20 May 2009

The “Three D’s” in Obama’s Policies: What is Missing?

Through Obama’s first 100 days in office, the administration has repeatedly called for the “three D’s”; Defense, Development, and Diplomacy, as a framework for implementing U.S. national security strategy. In his Defense efforts, the President has stressed the need to re-deploy American troops to Afghanistan to effectively combat the resurgent Taliban. In the realm of Development, the administration has promoted international development aid as a means of ameliorating the global economic crisis and to combat poverty in the developing world. In the area of Diplomacy, Obama has made efforts to engage with regional adversaries, such as Iran and Syria, with the hopes that incentivized diplomacy will advance prospects for peace in the Middle East. What seems to be conspicuously absent from Obama’s oratory however, is Democracy. Whereas the previous administration made promotion of democracy a key pillar in their foreign policy agenda, Obama seems to have eschewed this term from his rhetoric. It remains to be seen whether democracy promotion is part and parcel of the “Three D’s” policy framework in particular development one, or whether democracy is simply the end goal of what his policy framework is aiming to achieve?

The strategy which employs the “Three D’s” framework is the so-called “smart power” approach, referenced time and again by President Obama and Secretary Clinton. This strategy has been defined as the ability to use “soft power” combined with “hard power” in order to achieve the desired policy goals. Over the administration’s first few months in office, President Obama and his deputies have been laying the groundwork for diplomatic engagement in the Middle East, and promoting development initiatives which support both “top-down” aid (assistance to governments of emerging democracies), as well as “bottom-up’ aid (supporting civic grassroots efforts) in the developing world. Additionally, the administration is re-calibrating defense strategies by cutting spending on conventional warfare programs, moving in favor of counterinsurgency and unconventional programs, such as building social science expertise within the Department of Defense (DoD). It remains to be seen however, whether will such step can be consider as advocacy for democracy? From President Bush’s “Freedom Agenda”, going back to Jimmy Carter’s “values-based” democracy promotion, each of Obama’s predecessors has made Democracy a key pillar in their foreign policy agendas. To this point, President Obama has yet to elaborate where exactly democracy fits into his overall scheme. Speaking during the presidential campaign, Obama stated that “obviously we should be promoting democracy everywhere we can”, but that democracy is not simply gauged by “whether people are going to the ballot box.” Obama further elaborated that building civil society is of utmost importance in order to support the foundation of well-functioning societies. It is unclear though whether civil society is viewed as a prerequisite for democratic growth, or if he believes both can grow concurrently.

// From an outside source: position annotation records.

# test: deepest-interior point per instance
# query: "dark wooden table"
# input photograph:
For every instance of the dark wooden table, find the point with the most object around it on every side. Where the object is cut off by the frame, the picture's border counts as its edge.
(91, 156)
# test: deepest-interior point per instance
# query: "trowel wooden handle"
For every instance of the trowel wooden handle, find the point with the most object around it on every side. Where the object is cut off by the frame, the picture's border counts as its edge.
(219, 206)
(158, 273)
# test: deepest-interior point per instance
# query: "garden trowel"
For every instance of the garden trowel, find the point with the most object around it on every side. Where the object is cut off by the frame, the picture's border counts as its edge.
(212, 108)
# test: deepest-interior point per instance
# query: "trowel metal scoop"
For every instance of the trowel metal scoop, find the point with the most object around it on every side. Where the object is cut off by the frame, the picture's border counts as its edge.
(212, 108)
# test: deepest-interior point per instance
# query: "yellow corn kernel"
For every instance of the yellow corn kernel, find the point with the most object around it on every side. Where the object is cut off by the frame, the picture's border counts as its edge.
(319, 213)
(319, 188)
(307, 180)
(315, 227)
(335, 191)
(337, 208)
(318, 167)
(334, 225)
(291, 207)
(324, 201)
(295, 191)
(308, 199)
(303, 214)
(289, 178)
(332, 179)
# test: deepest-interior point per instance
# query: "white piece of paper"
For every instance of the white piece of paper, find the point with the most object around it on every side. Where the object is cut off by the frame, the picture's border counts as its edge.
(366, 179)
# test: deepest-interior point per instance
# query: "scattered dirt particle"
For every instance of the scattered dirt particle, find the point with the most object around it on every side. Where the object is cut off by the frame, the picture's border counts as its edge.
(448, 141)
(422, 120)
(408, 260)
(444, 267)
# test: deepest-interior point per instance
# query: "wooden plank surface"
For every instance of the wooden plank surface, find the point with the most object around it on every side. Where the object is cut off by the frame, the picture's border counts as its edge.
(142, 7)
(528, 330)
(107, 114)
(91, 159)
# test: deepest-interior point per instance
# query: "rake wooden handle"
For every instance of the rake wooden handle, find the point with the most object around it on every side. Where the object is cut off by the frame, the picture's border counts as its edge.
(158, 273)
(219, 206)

In the Middle East, it appears the political and security landscape could potentially change a great deal over the coming year. If there are negative outcomes vis-à-vis U.S. interests in the region, President Obama will be forced to further articulate and defend his “Three D’s” framework for the region. He will be forced to explain where exactly Democracy fits into the equation. His answer to this question will have a major impact on the image of the U.S. in the region, and around the world.